If there is no God, then it is equally impossible to argue that everyone should have the same rights. After all, if God created all of us and God has the same intention for all of us (union with Him), then we can argue that we all have the same rights. In fact, God will have given us all at least one right that is identical: the right to secure a place in heaven has to be identical, and therefore any right that helps us secure that place has to be identical to all. We must all have those rights necessary to attain our single goal.

But if there is no God... that changes everything. If there is no God, then only an insane man or a comic would even present the argument that all men are, in any way, created equal. Even Monty Python's Flying Circus recognized that fact:


But insanity was Thomas Jefferson's way. The author of the Declaration of Independence simultaneously insisted that he was a good Christian, a good follower of Christ Jesus while also insisting that Christ was not God, but merely an excellent moral teacher. As C.S. Lewis points out, those two ideas cannot be held simultaneously. Christ was either a liar, a lunatic or the Lord. If He was not the Lord, then He was not a great moral teacher because His assertions become ludicrous. If Christ is not God, then Christ's teachings become impossible to logically reconcile together.

Unfortunately, Jefferson followed the great Protestant tradition of cutting out all those parts of Scripture he didn't like. Jefferson was also prudent enough to refrain from telling very many people that he didn't believe Jesus was God. Thus, Jefferson was never required to face how ludicrous his position actually was. Unfortunately, because he never faced his lunacy, most other people haven't recognized his lunacy.

As a result, everyone who has subsequently built within Jefferson's Potemkin village has faced the problem Jefferson refused to recognize: without the context of Christian belief, the Declaration of Independence is an absurd document. If Christ is not God, then the Declaration, and the Constitution that was built upon it, deserves to join Marx, Engels and Lenin on the ash heap of history.

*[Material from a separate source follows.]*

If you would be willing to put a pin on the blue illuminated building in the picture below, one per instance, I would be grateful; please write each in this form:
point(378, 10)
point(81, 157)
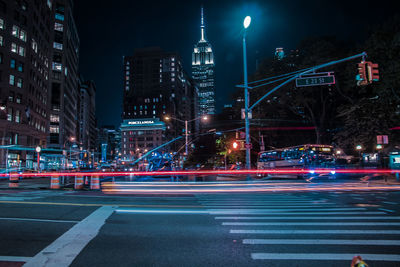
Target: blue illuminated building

The US Constitution, the oldest founding document in the world, is built on the principles espoused in the Declaration of Independence. If we abandon the Christian belief system that provides the Constitution its foundational support, then Justice Ginsberg is correct to say the Constitution should likewise be abandoned.

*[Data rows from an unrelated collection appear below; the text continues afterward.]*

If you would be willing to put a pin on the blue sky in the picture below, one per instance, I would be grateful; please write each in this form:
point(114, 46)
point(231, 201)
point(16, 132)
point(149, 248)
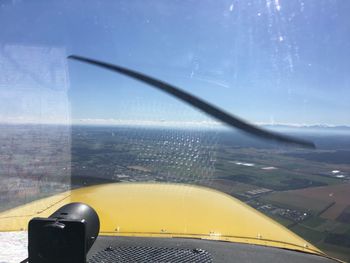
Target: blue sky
point(268, 61)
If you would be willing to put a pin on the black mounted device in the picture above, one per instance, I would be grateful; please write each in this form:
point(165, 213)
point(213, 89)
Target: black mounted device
point(66, 236)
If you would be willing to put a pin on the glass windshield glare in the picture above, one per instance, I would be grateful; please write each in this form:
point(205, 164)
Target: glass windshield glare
point(281, 65)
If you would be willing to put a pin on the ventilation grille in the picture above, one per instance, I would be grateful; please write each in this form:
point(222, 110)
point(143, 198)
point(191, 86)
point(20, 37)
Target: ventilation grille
point(150, 255)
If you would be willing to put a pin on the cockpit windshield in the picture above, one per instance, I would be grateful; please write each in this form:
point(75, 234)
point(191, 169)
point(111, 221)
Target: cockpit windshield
point(280, 65)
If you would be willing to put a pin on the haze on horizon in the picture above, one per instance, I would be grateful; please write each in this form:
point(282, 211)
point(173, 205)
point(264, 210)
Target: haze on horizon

Antonin Scalia vigorously defended the Constitution because Antonin Scalia was a devout Catholic.  He had the necessary background and context to understand how the Constitution should be applied. He had the foundation in Christ necessary to make sense of both the Declaration and the Constitution.  Thus, we see the basic tension between Scalia and Ginsberg. Christ is the Word who binds together a broken world (Scalia). Without Christ, the broken world is absurdist, impossible, surreal (Ginsberg). Both positions are absolutely correct. In that sense, there is absolutely no difference between what Scalia says and what Ginsberg says. They simply start from different unspoken premises, but their respective conclusions are inarguably accurate.

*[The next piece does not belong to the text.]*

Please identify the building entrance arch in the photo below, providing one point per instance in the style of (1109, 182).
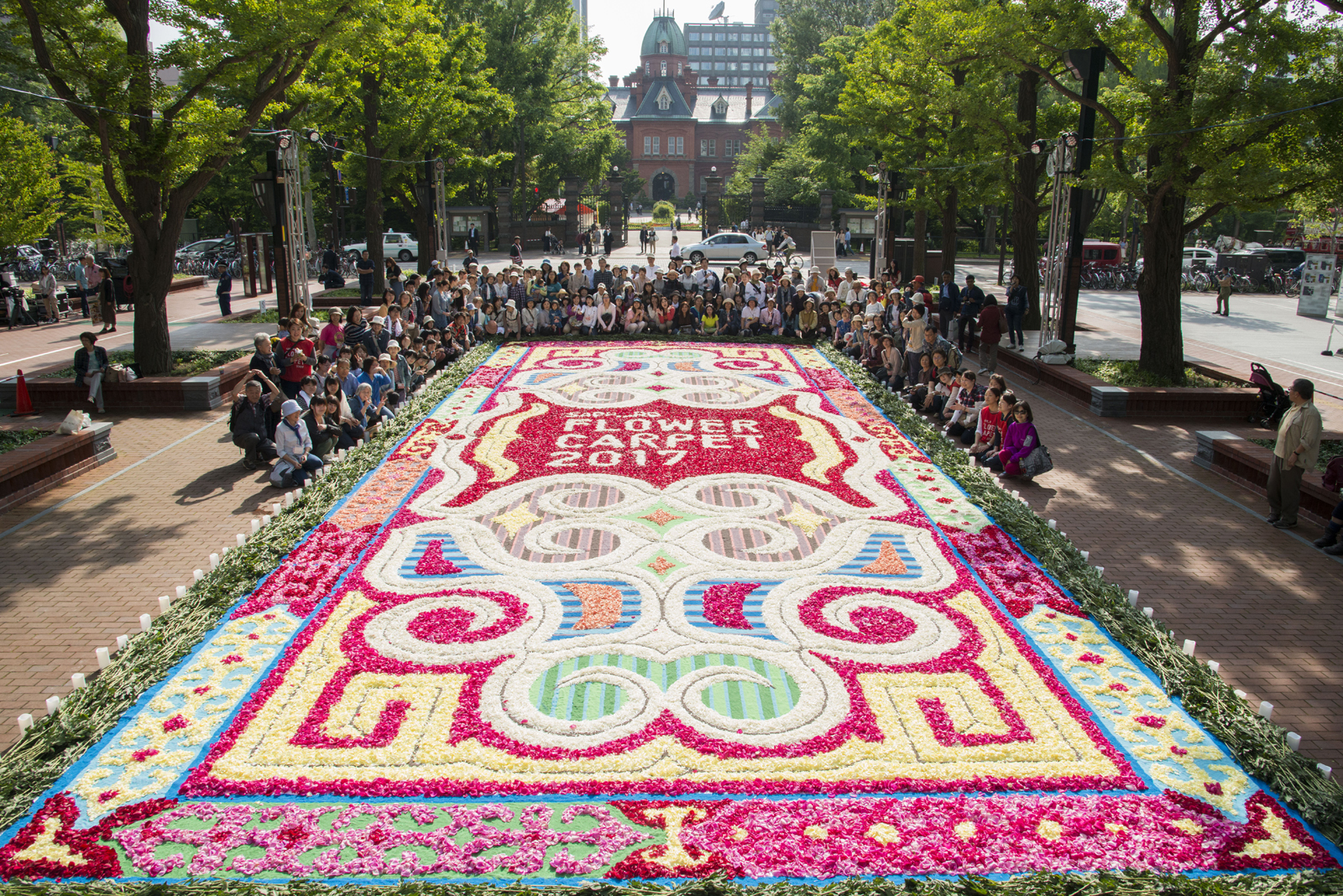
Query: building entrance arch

Those who do not accept Christianity are faced with Jefferson's paradox: how to apply the healing balm of "all are equal in Christ Jesus" to a fallen world wherein they refuse to admit "Christ Jesus" yet wish to retain "all are equal".  Jefferson, Marx, Lenin, Obama, Clinton, Trump - they all beat their head against the atheistic wall they have built. As long as the wall stands, the world will not be healed.